もう1枚のアルバムは、ザ・ウィークエンド(The Weeknd)の『Dawn FM』だ。コールドプレイのアルバムとの共通点は、マックス・マーティン(Max Martin)がプロデューサーとして参加したという事実だ。コールドプレイはマックス・マーティンとたった1枚を作業をしただけだが、ザ・ウィークエンドとは『Can’t feel my face』(2015)以来、作業を続けている。マックス・マーティンはセルバン・ゲネアと好んで仕事をしており、このアルバムも彼がミキシングした。マスタリングは韓国のアーティストとも時々作業しているデイブ・カッチ(Dave Kutch)が担当した。ドルビーアトモス・ミキシングのもの足りなさを除けば、2022年に発売されたアルバムの中で断然優れているサウンドを聴かせてくれるアルバムだ。

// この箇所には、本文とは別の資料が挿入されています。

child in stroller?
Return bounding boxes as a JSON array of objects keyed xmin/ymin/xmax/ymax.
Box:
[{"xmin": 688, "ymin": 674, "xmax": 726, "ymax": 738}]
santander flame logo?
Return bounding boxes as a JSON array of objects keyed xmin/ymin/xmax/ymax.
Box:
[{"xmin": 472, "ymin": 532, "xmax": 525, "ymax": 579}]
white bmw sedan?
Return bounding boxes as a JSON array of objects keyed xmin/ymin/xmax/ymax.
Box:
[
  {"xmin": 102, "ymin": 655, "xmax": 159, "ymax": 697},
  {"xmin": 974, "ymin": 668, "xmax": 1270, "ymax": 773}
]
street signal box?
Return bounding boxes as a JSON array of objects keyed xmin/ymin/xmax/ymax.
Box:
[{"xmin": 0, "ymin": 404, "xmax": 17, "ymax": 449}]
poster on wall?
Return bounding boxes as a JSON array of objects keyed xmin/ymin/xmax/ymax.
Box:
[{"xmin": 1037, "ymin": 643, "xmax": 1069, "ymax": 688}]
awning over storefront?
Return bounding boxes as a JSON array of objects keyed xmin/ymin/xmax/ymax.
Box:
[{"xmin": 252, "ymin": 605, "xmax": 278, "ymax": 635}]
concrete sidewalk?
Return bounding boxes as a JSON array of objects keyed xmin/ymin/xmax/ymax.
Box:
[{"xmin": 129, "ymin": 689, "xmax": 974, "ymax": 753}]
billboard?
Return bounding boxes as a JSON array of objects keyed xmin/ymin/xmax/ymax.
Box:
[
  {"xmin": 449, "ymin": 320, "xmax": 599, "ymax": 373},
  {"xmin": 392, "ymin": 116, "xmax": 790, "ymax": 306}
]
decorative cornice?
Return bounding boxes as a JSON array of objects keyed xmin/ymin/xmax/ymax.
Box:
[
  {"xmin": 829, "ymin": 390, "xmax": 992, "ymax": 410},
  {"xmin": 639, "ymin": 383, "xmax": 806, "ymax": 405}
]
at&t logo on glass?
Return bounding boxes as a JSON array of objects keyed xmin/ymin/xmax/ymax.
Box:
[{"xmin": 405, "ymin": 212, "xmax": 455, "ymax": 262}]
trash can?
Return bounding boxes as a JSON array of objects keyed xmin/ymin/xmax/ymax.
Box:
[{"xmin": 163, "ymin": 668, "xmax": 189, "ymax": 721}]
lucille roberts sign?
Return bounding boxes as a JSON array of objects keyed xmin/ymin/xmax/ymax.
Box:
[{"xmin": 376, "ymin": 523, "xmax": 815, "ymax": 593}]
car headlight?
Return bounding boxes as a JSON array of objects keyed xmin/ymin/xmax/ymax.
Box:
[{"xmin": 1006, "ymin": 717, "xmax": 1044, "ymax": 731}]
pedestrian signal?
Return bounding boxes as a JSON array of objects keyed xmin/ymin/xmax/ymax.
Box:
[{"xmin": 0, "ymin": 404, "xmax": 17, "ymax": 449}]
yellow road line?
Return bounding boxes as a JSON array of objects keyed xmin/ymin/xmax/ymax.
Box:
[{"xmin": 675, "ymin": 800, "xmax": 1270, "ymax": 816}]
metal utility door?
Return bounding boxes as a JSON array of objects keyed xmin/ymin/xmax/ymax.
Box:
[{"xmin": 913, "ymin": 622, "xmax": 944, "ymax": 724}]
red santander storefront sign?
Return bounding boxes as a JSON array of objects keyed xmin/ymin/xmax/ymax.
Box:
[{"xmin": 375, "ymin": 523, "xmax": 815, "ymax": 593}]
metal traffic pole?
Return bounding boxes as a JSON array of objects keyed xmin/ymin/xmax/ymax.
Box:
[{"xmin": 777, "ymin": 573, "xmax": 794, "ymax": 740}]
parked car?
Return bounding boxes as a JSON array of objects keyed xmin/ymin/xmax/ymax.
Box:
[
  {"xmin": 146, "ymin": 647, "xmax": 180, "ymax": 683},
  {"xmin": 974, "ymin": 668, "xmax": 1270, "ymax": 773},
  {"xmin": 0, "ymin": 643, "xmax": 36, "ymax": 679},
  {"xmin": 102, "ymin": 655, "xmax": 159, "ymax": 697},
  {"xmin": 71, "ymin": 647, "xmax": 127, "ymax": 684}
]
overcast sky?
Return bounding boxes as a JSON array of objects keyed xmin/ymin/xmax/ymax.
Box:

名前を並べたエンジニアは全員、世界最上級の巨匠として挙げられ、全世界のアーティストが一緒に作業することを夢見る。彼らはおもしろいことに、BTSとも縁がある。ランディ・メリルは『LOVE YOURSELF 結 `ANSWER`』アルバムのマスタリングを担当し、セルバン・ゲネアは「Dynamite」、「Butter」のミキシングを担当した。振り返ってみると、BTSは彼らと作業をすることでサウンドの水準が急激に向上、グローバル水準のサウンドを備えた。BTSのビルボード1位には、彼らの寄与もあったと考えられる。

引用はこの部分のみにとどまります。